Quantifying predictive uncertainty of aphasia severity in stroke patients with sparse heteroscedastic Bayesian high-dimensional regression

Sparse linear regression methods for high-dimensional data commonly assume that residuals have constant variance, which can be violated in practice. For example, Aphasia Quotient (AQ) is a critical measure of language impairment and informs treatment decisions, but it is challenging to measure in stroke patients. It is of interest to use high-resolution T2 neuroimages of brain damage to predict AQ. However, sparse regression models show marked evidence of heteroscedastic error even after transformations are applied. This violation of the homoscedasticity assumption can lead to bias in estimated coefficients, prediction intervals (PI) with improper length, and increased type I errors. Bayesian heteroscedastic linear regression models relax the homoscedastic error assumption but can enforce restrictive prior assumptions on parameters, and many are computationally infeasible in the high-dimensional setting.

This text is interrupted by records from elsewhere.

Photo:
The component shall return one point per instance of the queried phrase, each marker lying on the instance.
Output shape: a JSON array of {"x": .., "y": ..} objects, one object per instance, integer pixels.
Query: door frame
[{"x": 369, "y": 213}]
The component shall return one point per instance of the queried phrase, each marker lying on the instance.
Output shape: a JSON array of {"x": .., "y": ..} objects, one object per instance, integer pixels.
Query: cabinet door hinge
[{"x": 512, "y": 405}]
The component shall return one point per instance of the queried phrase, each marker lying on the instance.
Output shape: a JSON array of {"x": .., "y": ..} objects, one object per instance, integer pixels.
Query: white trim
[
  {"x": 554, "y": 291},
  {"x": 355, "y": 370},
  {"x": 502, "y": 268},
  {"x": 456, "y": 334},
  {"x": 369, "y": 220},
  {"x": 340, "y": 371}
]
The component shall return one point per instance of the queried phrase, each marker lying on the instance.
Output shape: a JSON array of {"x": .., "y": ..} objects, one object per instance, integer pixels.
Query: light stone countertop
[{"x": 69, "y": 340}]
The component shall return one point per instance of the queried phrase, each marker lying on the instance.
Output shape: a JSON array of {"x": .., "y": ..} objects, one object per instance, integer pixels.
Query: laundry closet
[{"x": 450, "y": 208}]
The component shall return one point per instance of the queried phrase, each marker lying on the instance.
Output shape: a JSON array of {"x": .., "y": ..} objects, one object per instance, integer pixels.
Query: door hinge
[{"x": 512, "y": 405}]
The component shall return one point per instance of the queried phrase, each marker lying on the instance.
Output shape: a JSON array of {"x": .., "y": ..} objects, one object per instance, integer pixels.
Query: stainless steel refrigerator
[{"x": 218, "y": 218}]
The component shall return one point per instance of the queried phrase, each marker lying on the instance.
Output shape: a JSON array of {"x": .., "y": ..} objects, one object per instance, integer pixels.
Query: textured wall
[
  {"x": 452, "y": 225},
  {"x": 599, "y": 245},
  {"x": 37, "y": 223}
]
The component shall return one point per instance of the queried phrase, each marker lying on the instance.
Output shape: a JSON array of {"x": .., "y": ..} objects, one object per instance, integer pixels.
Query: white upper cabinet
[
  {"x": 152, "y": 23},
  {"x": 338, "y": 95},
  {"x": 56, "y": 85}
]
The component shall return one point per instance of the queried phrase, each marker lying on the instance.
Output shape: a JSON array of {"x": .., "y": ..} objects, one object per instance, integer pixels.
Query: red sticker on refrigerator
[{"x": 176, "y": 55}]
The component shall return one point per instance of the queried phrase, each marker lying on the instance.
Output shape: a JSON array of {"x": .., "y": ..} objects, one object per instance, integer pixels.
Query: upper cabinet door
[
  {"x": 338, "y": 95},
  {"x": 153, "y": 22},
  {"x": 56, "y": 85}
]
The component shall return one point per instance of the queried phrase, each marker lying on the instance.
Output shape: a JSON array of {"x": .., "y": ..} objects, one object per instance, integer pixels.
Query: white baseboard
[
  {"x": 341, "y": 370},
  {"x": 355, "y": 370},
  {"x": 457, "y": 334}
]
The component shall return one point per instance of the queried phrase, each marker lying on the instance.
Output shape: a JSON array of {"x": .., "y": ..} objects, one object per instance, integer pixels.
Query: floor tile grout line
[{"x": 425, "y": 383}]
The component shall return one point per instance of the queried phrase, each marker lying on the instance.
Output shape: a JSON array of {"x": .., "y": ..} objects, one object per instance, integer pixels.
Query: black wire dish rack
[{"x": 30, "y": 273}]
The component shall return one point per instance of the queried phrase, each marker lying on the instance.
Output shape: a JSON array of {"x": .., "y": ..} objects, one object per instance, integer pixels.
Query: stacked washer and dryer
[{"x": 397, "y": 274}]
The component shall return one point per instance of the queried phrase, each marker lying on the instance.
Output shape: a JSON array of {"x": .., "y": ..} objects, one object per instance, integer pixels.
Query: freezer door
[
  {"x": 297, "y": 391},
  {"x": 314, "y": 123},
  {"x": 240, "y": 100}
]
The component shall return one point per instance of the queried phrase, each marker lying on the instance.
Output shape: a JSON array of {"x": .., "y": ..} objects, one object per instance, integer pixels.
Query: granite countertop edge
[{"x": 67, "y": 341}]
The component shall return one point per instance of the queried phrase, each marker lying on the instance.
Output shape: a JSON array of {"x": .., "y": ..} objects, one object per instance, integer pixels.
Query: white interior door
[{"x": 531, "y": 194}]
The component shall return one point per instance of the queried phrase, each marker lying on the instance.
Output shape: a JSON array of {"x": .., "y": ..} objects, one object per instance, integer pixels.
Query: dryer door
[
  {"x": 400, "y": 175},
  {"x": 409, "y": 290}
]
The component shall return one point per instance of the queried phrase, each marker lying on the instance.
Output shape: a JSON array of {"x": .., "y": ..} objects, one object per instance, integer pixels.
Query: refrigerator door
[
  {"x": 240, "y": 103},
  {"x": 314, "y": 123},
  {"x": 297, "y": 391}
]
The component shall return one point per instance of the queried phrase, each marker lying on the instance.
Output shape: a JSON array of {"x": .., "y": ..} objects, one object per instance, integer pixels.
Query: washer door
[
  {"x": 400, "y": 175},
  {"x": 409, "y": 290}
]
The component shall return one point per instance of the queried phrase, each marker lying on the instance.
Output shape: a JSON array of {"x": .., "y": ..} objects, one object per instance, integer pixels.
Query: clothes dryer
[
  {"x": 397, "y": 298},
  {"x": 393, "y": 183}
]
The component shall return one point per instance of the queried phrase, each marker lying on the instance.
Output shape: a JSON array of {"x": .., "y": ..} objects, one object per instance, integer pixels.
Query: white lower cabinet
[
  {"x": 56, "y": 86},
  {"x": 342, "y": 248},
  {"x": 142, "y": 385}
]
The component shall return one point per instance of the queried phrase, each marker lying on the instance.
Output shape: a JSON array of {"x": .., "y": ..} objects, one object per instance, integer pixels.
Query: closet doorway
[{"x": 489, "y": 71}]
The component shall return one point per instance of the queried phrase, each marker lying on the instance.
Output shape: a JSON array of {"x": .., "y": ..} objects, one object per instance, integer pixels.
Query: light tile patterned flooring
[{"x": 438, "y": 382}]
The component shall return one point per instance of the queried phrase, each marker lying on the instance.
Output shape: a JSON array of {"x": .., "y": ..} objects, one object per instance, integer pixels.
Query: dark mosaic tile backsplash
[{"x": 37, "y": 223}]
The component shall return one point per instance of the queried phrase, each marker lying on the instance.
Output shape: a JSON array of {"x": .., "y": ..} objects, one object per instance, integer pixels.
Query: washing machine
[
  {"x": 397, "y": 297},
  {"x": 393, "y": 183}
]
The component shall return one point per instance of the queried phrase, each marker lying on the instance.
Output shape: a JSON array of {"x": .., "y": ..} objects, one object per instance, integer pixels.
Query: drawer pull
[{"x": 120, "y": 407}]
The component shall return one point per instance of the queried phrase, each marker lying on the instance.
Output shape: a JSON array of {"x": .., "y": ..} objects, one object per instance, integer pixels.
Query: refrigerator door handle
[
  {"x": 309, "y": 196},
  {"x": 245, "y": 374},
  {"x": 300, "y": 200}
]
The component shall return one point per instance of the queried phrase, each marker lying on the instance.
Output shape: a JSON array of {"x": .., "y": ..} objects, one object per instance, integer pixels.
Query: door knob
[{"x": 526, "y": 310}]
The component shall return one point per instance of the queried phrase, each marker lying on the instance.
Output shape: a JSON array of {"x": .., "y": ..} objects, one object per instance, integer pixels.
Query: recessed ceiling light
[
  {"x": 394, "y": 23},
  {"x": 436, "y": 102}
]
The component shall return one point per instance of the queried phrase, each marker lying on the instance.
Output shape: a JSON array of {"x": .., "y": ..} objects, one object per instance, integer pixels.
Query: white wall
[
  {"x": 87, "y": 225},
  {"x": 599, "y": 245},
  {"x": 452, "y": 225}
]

This paper proposes estimating high-dimensional heteroscedastic linear regression models using a heteroscedastic partitioned empirical Bayes Expectation Conditional Maximization (H-PROBE) algorithm. H-PROBE is a computationally efficient maximum a posteriori estimation approach that requires minimal prior assumptions and can incorporate covariates hypothesized to impact heterogeneity. We apply this method by using high-dimensional neuroimages to predict and provide PIs for AQ that accurately quantify predictive uncertainty. Our analysis demonstrates that H-PROBE can provide narrower PI widths than standard methods without sacrificing coverage. Narrower PIs are clinically important for determining the risk of moderate to severe aphasia. Additionally, through extensive simulation studies, we exhibit that H-PROBE results in superior prediction, variable selection, and predictive inference compared to alternative methods.

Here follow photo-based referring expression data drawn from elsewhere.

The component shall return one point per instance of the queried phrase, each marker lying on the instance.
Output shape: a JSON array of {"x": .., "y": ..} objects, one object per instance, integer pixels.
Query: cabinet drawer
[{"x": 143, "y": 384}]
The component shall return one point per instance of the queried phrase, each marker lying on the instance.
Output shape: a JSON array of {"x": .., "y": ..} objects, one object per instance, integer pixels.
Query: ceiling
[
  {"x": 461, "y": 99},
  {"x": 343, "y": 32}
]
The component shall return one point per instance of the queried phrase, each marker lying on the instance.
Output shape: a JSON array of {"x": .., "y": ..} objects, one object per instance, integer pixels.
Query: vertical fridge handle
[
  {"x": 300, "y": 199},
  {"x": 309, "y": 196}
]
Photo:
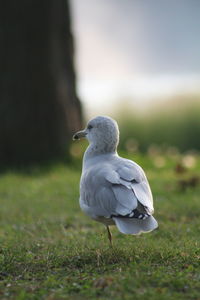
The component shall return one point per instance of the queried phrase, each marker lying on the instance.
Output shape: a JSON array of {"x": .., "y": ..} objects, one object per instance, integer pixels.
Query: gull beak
[{"x": 79, "y": 134}]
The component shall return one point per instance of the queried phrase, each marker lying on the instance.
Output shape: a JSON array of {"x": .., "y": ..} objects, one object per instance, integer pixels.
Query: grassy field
[{"x": 50, "y": 250}]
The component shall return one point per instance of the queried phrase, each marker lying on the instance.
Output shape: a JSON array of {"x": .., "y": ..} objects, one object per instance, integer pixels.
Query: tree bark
[{"x": 39, "y": 108}]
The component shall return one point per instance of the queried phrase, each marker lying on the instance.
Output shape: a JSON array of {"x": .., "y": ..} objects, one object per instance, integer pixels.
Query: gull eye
[{"x": 90, "y": 127}]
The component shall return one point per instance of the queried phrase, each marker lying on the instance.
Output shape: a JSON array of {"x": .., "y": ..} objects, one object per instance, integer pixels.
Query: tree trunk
[{"x": 39, "y": 109}]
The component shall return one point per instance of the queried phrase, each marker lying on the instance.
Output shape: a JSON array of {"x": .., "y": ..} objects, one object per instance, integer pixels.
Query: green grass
[{"x": 50, "y": 250}]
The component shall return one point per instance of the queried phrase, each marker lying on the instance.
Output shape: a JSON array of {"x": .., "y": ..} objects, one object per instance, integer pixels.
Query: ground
[{"x": 50, "y": 250}]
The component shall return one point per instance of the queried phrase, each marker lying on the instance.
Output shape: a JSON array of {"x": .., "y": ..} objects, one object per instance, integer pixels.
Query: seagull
[{"x": 113, "y": 190}]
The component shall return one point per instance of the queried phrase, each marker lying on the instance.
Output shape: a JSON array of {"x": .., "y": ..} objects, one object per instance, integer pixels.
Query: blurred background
[
  {"x": 66, "y": 61},
  {"x": 138, "y": 61}
]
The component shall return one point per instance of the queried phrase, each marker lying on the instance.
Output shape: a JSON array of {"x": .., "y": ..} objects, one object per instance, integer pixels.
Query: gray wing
[{"x": 109, "y": 191}]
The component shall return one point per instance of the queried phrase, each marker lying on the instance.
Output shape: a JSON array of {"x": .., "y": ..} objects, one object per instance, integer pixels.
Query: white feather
[{"x": 111, "y": 185}]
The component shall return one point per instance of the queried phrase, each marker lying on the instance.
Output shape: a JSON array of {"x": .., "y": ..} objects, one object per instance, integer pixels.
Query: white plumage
[{"x": 113, "y": 190}]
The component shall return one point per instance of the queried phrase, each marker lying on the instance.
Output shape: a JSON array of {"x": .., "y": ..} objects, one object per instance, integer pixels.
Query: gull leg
[{"x": 109, "y": 235}]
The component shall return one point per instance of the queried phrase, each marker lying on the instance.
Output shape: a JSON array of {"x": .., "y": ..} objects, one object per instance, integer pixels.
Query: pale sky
[{"x": 136, "y": 49}]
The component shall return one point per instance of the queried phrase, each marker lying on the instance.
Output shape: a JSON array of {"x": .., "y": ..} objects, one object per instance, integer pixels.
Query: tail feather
[{"x": 135, "y": 226}]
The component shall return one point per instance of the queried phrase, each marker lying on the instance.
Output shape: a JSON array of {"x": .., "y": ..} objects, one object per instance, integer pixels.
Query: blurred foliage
[{"x": 173, "y": 125}]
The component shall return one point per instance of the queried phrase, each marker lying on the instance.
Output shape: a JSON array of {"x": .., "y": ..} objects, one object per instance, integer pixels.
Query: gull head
[{"x": 102, "y": 133}]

翻译：高维数据的稀疏线性回归方法通常假设残差具有恒定方差，这一假设在实践中可能被违背。例如，失语商数（AQ）是衡量语言障碍程度的关键指标，并为治疗决策提供依据，但该指标在卒中患者中难以测量。利用高分辨率T2神经影像的脑损伤信息来预测AQ具有重要价值。然而，即使经过数据变换，稀疏回归模型仍显示出明显的异方差误差证据。这种同方差性假设的违背可能导致系数估计偏差、预测区间长度失当以及第一类错误增加。贝叶斯异方差线性回归模型虽然放宽了同方差误差假设，但可能对参数施加限制性先验假设，且多数方法在高维场景下计算不可行。本文提出采用异方差分区经验贝叶斯期望条件最大化（H-PROBE）算法来估计高维异方差线性回归模型。H-PROBE是一种计算高效的最大后验估计方法，仅需最小先验假设，并能纳入假设影响异质性的协变量。我们应用该方法，通过高维神经影像预测AQ并提供能准确量化预测不确定性的预测区间。分析表明，H-PROBE能在不牺牲覆盖率的条件下提供比标准方法更窄的预测区间宽度。更窄的预测区间对于临床判断中度至重度失语症风险具有重要价值。此外，通过大量模拟研究，我们证明H-PROBE在预测性能、变量选择和预测推断方面均优于其他方法。